In this post, I'm discussing a bit more how 3D reconstructions are made. Using some photos from the same dataset as before, it will become apparent what good features are and how these eventually result in good or bad data. I'll try to upload them at maximum resolution so you can zoom in a bit this time. Warning, they're pretty big, 8000x3000. I hope it maintains the original size.

This is a picture demonstrating the inliers for the fundamental matrix solution of this image combination. In the previous post I discussed how algorithms like SIFT and SURF recognize features on the basis of local gradients. In this image you should be able to see exactly how these 200 features are recognized and what a good feature is. As you can see, areas that have poor local gradients aren't matched easily, my algorithm prunes these very early. Features that are really excellent and unique are shadows on the ground. That's because they are flat areas so their gradients don't change and the sun through the leaves creates irregular shapes that are good matches at full scale, but also increasing scales as happens in these feature recognition algorithms. The irregular rooftop is also a great source for features. It's easy to see some more global areas that probably did match, but don't stand out as very strong keypoints. What does this mean? It's important to select the right time of day for taking pictures! Hard cast shadows with strong sun may cause local gradients to disappear, a very low sun with soft shadows may not emit enough light for a suitable shutter time and with the sun right above your head the shadows may be minimal. It's a great area for research on what defines good shadows for perfect 3D reconstructions.

So how did I get from this image to the one above, where the points are 3D triangulated? Through the fundamental matrix we find the essential matrix if we have a camera that's calibrated (focal length and image center point).

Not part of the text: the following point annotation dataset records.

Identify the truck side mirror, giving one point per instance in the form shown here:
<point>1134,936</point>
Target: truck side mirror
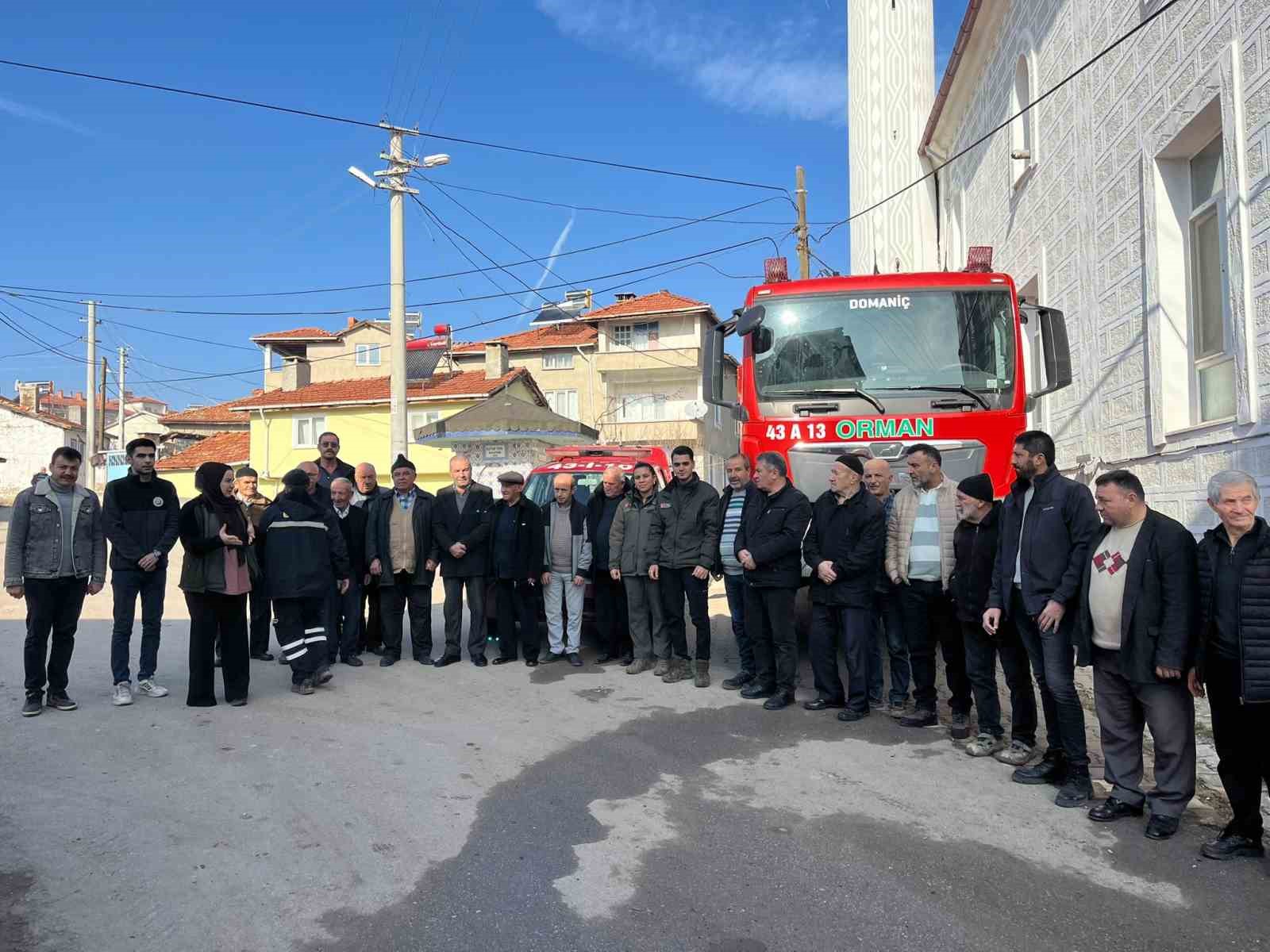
<point>1056,351</point>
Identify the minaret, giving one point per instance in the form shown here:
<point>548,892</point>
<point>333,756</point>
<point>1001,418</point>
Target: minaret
<point>891,86</point>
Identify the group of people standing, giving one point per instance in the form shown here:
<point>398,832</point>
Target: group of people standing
<point>1037,581</point>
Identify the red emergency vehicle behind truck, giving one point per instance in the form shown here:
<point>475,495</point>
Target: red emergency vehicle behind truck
<point>872,365</point>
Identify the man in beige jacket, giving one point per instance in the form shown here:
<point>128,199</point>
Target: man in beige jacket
<point>920,562</point>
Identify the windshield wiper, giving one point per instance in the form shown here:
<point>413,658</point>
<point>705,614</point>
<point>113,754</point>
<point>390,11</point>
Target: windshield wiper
<point>949,389</point>
<point>831,391</point>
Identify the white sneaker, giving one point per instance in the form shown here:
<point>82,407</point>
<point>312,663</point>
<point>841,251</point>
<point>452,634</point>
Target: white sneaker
<point>149,689</point>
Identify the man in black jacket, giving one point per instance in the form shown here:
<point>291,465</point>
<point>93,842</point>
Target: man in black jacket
<point>1137,624</point>
<point>514,564</point>
<point>610,593</point>
<point>343,608</point>
<point>768,546</point>
<point>461,530</point>
<point>975,543</point>
<point>402,554</point>
<point>254,503</point>
<point>368,493</point>
<point>738,495</point>
<point>842,547</point>
<point>140,518</point>
<point>305,559</point>
<point>689,512</point>
<point>1233,660</point>
<point>1047,527</point>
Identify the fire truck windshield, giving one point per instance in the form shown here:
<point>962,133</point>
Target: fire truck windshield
<point>888,340</point>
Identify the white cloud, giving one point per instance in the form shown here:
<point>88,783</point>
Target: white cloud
<point>775,67</point>
<point>33,114</point>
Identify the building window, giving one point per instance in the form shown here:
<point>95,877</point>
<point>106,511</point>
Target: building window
<point>564,403</point>
<point>1022,140</point>
<point>558,361</point>
<point>422,418</point>
<point>639,336</point>
<point>1210,325</point>
<point>645,408</point>
<point>305,431</point>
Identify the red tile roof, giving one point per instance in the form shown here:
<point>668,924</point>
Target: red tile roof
<point>375,390</point>
<point>38,416</point>
<point>568,334</point>
<point>216,413</point>
<point>220,447</point>
<point>295,334</point>
<point>657,302</point>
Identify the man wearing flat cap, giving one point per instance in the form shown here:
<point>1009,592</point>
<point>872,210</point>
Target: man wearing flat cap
<point>516,543</point>
<point>402,554</point>
<point>842,549</point>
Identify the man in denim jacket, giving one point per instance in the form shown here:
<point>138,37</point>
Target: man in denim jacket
<point>55,552</point>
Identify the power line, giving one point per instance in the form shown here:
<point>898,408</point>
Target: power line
<point>1003,125</point>
<point>328,117</point>
<point>484,323</point>
<point>575,207</point>
<point>356,287</point>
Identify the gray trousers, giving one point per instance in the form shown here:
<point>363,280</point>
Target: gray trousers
<point>1124,708</point>
<point>562,596</point>
<point>645,608</point>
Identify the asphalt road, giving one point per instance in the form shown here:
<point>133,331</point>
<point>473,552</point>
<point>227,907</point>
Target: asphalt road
<point>558,809</point>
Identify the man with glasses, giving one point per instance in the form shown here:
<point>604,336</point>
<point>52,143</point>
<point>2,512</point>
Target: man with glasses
<point>689,514</point>
<point>330,467</point>
<point>140,520</point>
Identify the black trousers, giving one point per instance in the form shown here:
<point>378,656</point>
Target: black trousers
<point>770,622</point>
<point>930,620</point>
<point>518,603</point>
<point>675,584</point>
<point>613,622</point>
<point>854,630</point>
<point>1240,733</point>
<point>475,588</point>
<point>302,634</point>
<point>262,611</point>
<point>394,600</point>
<point>215,616</point>
<point>372,631</point>
<point>52,608</point>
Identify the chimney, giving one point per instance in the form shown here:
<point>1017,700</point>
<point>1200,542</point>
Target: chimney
<point>29,393</point>
<point>497,361</point>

From there, the camera projection matrix P is derived for each image. That camera projection matrix describes a rotation and translation from one camera to the other in 3D space. The information it used to derive that is a list of normalized 2D coordinates from both images (our pixel matches!). Normalized means: radial distortion removed.

From here, things are starting to become simple. Knowing the orientation of cameras in 3D space (in this simple "2 camera virtual world"), then we can triangulate the matched 2D points in each image, basically a projection of a 3D point, to derive the X,Y,Z coordinate of that 3D point itself.

It's important to mention here that the actual position of that 3D point in this system is highly determined by the distance between the cameras. Unfortunately we don't know that yet, so the scale at this moment is arbitrary. For applications like stereo vision this distance *is* known, that's why triangulated points in such machines can derive pretty accurate depth information. In our case, we could scale our P matrix according to our GPS 'guesses'.

This is only a two-view solution. Through a process called "registration" though it's possible to incorporate more cameras in this simple 3D space because a lot of these cameras are associated through other image combination analysis. You'd apply the same process over and over again, every time creating more and more points and of course filtering similar points. Each 3D point in such algorithms usually has a list describing the cameras and the 2D point index corresponding to that 3D point, which is useful for refining the solution.

About refining... what I did not discuss here is bundle adjustment, smoothing and point filtering. You can see outliers in my solution and probably there's a bit of point jitter on surfaces that should be planar. There are techniques that can be applied to remove unwanted points automatically (mostly statistical analysis methods), smooth the point cloud and larger scale adjustments that sweep through your entire solution to reduce the overall error and derive the best fit by manipulating the constraints that you imposed during the construction. For example, you could relax constraints for a camera that had a very poor HDOP, whereas one with a strong HDOP/VDOP at the time could have a more stringent constraint. In the process of finding a better solution, this eventually leads to a model that doesn't converge so much to the best "average", but one that leans more to known correct measurements and has a low emphasis on possibly bad information that looks good.

## Comments

Awesome stuff--thank you for doing this--one question--do you have a camera recommendation?

Yep, this is good info. Thanks!

@Gary Good idea!

This is really valuable information. Thanks for sharing Gerard!

Keep it coming Gerard this is great stuff that could sit on Randys new wiki page as well http://planner.ardupilot.com/wiki/common-3d-mapping/